General result from Integrate differs from result with special values

Question

Can someone explain why these outputs differ?

In[5]:= g1 = 
   Integrate[Exp[-I x (n + 1)]/( Exp[I x] + 2), {x, 0, 2 Pi}, 
   Assumptions -> Element[n, Integers]];

In[6]:= g1 /. n -> 3

During evaluation of In[6]:= Infinity::indet: Indeterminate expression 0 ComplexInfinity encountered.

Out[6]= Indeterminate

In[7]:= g2 = Integrate[Exp[-I x (3 + 1)]/( Exp[I x] + 2), {x, 0, 2 Pi}]

Out[7]= π/16

The last is correct, the first seems to apply some incorrect assumptions?
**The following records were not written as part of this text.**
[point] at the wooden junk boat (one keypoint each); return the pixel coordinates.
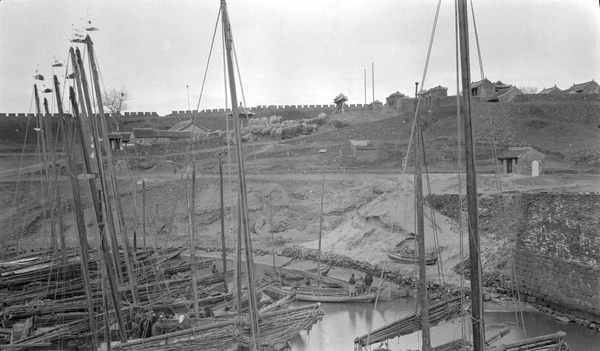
(93, 296)
(449, 309)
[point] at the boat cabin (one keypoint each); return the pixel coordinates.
(523, 160)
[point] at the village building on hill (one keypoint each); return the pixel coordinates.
(149, 136)
(394, 101)
(196, 130)
(118, 139)
(522, 160)
(361, 150)
(504, 95)
(551, 90)
(431, 94)
(375, 106)
(590, 87)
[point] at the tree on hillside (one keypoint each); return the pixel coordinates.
(528, 90)
(116, 100)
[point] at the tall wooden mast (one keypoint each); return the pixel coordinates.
(242, 198)
(79, 215)
(418, 178)
(113, 188)
(474, 249)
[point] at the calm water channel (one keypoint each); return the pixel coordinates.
(344, 322)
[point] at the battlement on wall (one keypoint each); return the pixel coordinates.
(556, 257)
(557, 98)
(126, 114)
(261, 108)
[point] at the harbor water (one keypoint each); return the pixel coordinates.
(342, 323)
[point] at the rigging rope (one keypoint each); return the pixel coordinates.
(477, 41)
(459, 159)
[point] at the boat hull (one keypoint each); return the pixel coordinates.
(336, 298)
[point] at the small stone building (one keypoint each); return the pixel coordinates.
(433, 93)
(394, 101)
(522, 160)
(197, 130)
(590, 87)
(148, 136)
(551, 90)
(505, 95)
(482, 89)
(361, 150)
(375, 106)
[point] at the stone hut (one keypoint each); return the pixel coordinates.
(505, 95)
(431, 94)
(118, 139)
(375, 106)
(522, 160)
(590, 87)
(551, 90)
(482, 89)
(394, 101)
(196, 130)
(364, 150)
(148, 136)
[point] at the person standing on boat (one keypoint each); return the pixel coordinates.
(368, 282)
(352, 283)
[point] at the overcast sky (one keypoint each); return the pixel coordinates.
(293, 52)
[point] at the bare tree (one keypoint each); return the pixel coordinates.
(529, 90)
(116, 100)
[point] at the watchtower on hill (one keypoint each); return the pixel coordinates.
(340, 103)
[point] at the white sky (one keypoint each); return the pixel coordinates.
(293, 52)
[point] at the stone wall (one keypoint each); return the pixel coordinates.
(557, 256)
(565, 286)
(564, 226)
(556, 97)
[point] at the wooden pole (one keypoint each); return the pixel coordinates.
(113, 287)
(111, 184)
(474, 249)
(423, 298)
(321, 226)
(45, 189)
(80, 219)
(365, 89)
(191, 207)
(144, 212)
(271, 230)
(243, 216)
(61, 124)
(223, 248)
(98, 155)
(373, 82)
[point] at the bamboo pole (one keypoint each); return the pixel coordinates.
(144, 212)
(111, 178)
(423, 298)
(46, 189)
(321, 227)
(191, 207)
(243, 216)
(474, 247)
(271, 230)
(61, 124)
(223, 248)
(80, 220)
(100, 167)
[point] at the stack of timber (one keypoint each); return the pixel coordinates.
(438, 313)
(275, 327)
(41, 290)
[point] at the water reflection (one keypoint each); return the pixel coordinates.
(344, 322)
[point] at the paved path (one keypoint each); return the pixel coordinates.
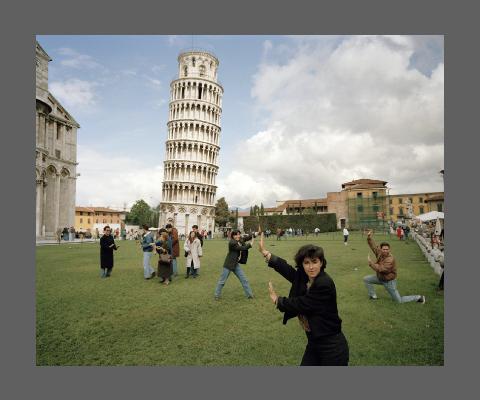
(53, 241)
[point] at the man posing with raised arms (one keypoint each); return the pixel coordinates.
(386, 273)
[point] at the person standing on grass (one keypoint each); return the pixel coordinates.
(174, 246)
(193, 250)
(198, 234)
(148, 243)
(162, 247)
(107, 245)
(386, 273)
(313, 300)
(345, 236)
(231, 265)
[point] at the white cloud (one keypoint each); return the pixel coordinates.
(355, 110)
(77, 60)
(110, 180)
(74, 92)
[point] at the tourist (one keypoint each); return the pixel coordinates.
(148, 242)
(163, 249)
(231, 265)
(406, 231)
(386, 273)
(174, 246)
(345, 236)
(107, 245)
(199, 235)
(399, 232)
(193, 251)
(313, 300)
(59, 235)
(71, 236)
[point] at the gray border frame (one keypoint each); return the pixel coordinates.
(21, 379)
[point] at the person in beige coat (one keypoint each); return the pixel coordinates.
(193, 249)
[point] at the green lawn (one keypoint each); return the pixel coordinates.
(82, 319)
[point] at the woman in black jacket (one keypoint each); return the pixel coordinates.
(107, 245)
(313, 299)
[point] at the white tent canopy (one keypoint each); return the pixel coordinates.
(430, 216)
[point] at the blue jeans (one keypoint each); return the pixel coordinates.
(174, 267)
(241, 277)
(147, 268)
(390, 286)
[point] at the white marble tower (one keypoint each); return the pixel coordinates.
(192, 146)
Note

In[8]:= g1

Out[8]= 2^(-1 - n) Beta[-(1/2), -1 - n, 0] Sin[n π]

See Background for context.

Answer 1

Here is a workaround

g1[n_?IntegerQ] := Integrate[Exp[-I x (n + 1)]/(Exp[I x] + 2), {x, 0, 2 Pi} ];    
{g1[1], g1[2], g1[3] }
{π/4, -(π/8), π/16}